- From: Shane M Wiley <wileys@yahoo-inc.com>
- Date: Wed, 19 Nov 2014 17:12:33 +0000 (UTC)
- To: Walter van Holst <walter.van.holst@xs4all.nl>, "public-tracking@w3.org" <public-tracking@w3.org>
- Message-ID: <1976654005.1719531.1416417153807.JavaMail.yahoo@jws10057.mail.ne1.yahoo.com>
Walter,
The IAB guidelines are specific to a financial audit process and therefore are necessary by law and have very strict boundaries and well known and understood accounting quality measures. Your approach is open ended and not tied to anything specific and therefore is unhelpful/useless.
I don't believe anyone disagrees with the concept of auditability but rather we have issue with the non-specific approach you're taking that could unintentionally cause confusion and uncertainty among implementors.
- Shane Shane Wiley
VP, Privacy & Data Governance
Yahoo
From: Walter van Holst <walter.van.holst@xs4all.nl>
To: public-tracking@w3.org
Sent: Wednesday, November 19, 2014 7:06 AM
Subject: Re: ISSUE-235 (Auditability requirement for security)

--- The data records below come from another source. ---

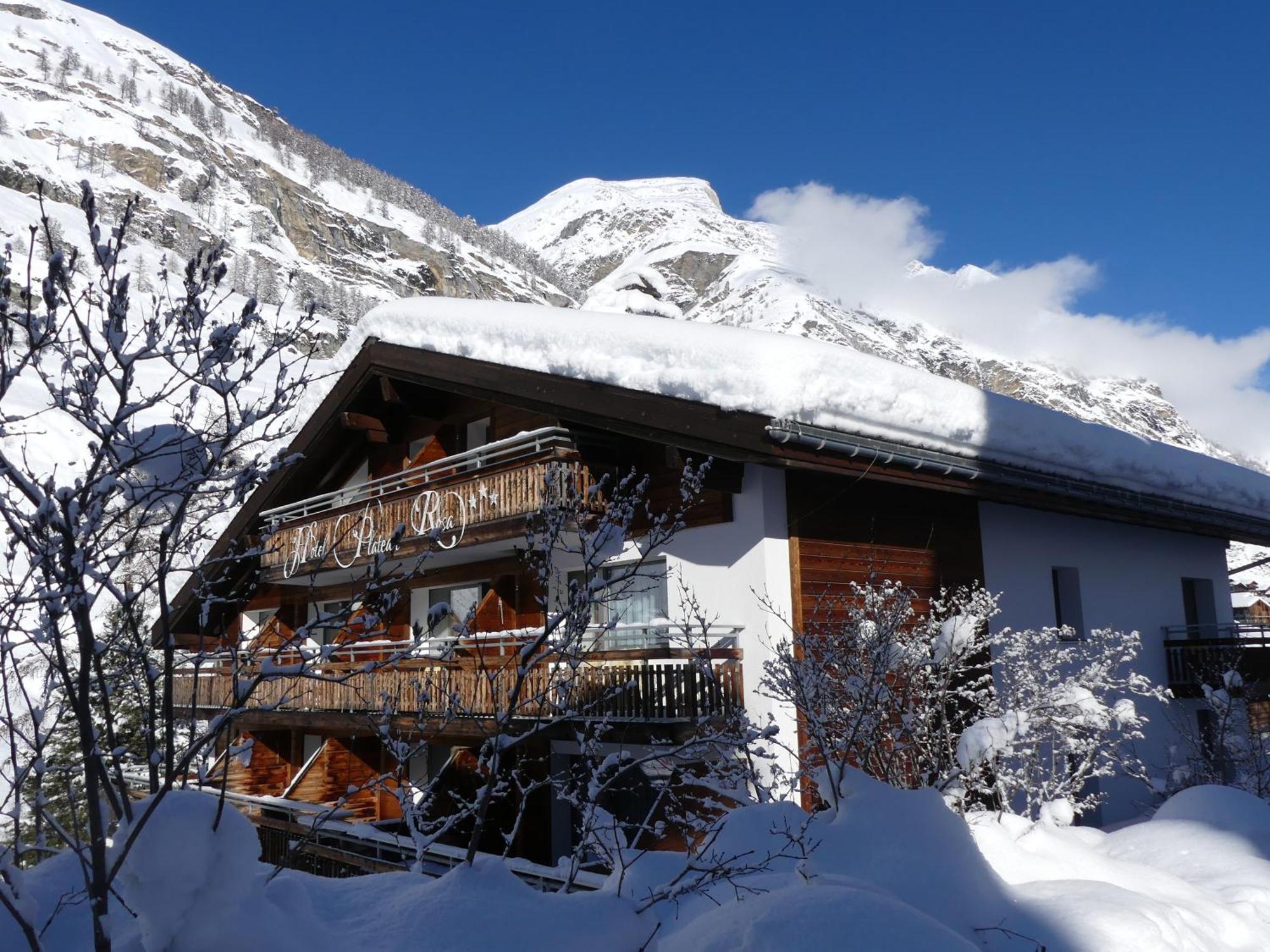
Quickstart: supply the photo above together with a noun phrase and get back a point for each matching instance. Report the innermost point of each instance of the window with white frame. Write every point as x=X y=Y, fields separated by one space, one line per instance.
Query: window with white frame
x=255 y=621
x=632 y=607
x=1069 y=611
x=328 y=619
x=440 y=610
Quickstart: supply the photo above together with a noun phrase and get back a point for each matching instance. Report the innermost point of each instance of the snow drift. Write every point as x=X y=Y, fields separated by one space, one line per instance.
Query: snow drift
x=895 y=870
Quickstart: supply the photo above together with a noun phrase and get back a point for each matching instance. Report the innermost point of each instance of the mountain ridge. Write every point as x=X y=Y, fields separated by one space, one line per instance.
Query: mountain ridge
x=723 y=270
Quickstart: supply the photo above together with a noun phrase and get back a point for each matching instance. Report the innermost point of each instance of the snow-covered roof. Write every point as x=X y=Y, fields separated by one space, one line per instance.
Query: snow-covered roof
x=813 y=383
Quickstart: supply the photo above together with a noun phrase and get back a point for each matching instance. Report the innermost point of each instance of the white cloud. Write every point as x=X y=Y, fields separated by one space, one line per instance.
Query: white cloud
x=859 y=249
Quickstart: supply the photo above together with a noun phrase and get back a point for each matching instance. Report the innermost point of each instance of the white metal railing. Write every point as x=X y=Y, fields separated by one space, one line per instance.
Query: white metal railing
x=502 y=451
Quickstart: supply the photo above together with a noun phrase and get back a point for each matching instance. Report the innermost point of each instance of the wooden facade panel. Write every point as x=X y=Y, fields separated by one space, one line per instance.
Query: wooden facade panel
x=346 y=764
x=266 y=771
x=845 y=531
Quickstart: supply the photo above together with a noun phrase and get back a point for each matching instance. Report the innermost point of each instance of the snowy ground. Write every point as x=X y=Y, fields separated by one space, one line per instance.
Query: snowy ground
x=895 y=871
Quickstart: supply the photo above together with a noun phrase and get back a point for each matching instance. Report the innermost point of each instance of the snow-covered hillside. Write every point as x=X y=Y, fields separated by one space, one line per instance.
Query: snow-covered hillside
x=730 y=271
x=84 y=98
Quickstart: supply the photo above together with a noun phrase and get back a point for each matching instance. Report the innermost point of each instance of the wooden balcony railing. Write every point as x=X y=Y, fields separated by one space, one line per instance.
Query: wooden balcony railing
x=647 y=691
x=444 y=512
x=1201 y=654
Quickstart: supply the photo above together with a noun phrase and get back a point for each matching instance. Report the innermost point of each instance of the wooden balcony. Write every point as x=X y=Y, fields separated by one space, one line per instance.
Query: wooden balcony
x=455 y=501
x=1201 y=654
x=643 y=691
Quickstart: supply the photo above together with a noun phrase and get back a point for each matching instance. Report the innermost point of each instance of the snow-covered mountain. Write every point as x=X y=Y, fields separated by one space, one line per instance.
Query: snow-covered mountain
x=84 y=98
x=674 y=237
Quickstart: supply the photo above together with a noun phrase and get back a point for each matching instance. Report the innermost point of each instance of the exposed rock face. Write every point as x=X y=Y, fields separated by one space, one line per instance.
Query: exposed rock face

On 2014-11-19 01:57, Nicholas Doty wrote:
> Separate as to whether this auditing requirement is a good idea for
> the recommendation, I'd propose a couple small, friendly amendments to
> the language, as per below.
>
>> For the purposes of this recommendation, auditable is understood as
>> having sufficient records of access and use of data retained such that
>> an independent auditor would have a reasonable level of confidence
>> that the data retained is exclusively used for the permitted uses or
>> that breaches of this can be detected ex-post. For example, an auditor
>> might use a similar level of confidence to that required for the
>> organization's financial records.
>
>
> (Use independent instead of third-party, as the document has a
> separate definition for third-party. Use "recommendation". "Example"
> rather than "yardstick".)
I'm reasonably comfortable with this amendment.
For the purpose of the conversation on the necessity of all this, I'd
like to point at this document:
http://www.iab.net/media/file/Global_meas_guidelines.pdf
For audience measurement purposes industry groups are perfectly happy
with process audit requirements (see paragraph 4, sub 2) for ad
measurement, which reads as:
4. Auditing Guidelines
General
–
Third-party independent auditing is encouraged for all ad-serving
applications used in the buying and selling process. This auditing is
recommended to include both counting methods and processing/controls as
follows:
1. Counting Methods: Independent verification of activity for a defined
period. Counting method procedures generally include a basic process
review and risk analysis to under-
stand the measurement methods, analytical review, transaction
authentication, validation of filtration procedures and measurement
recalculations. Activity audits can be executed at
the campaign level, verifying the activity associated with a specific ad
creative being delivered for performance measurement purposes.
2. Processes/Controls: Examination of the internal controls surrounding
the ad delivery, recording and measurement process. Process auditing
includes examination of the adequacy of site or ad-server applied
filtration techniques.
Strangely enough, in this group all of a sudden none appears to
understand the meaning of auditable in the context of DNT:1 data
retained for purposes exempted under this standard? What I am asking for
is not substantially different and definitely not more burdensome then
what IAB suggests for ad measurement. We're simply talking about an
analog to the process/controls audits mentioned above.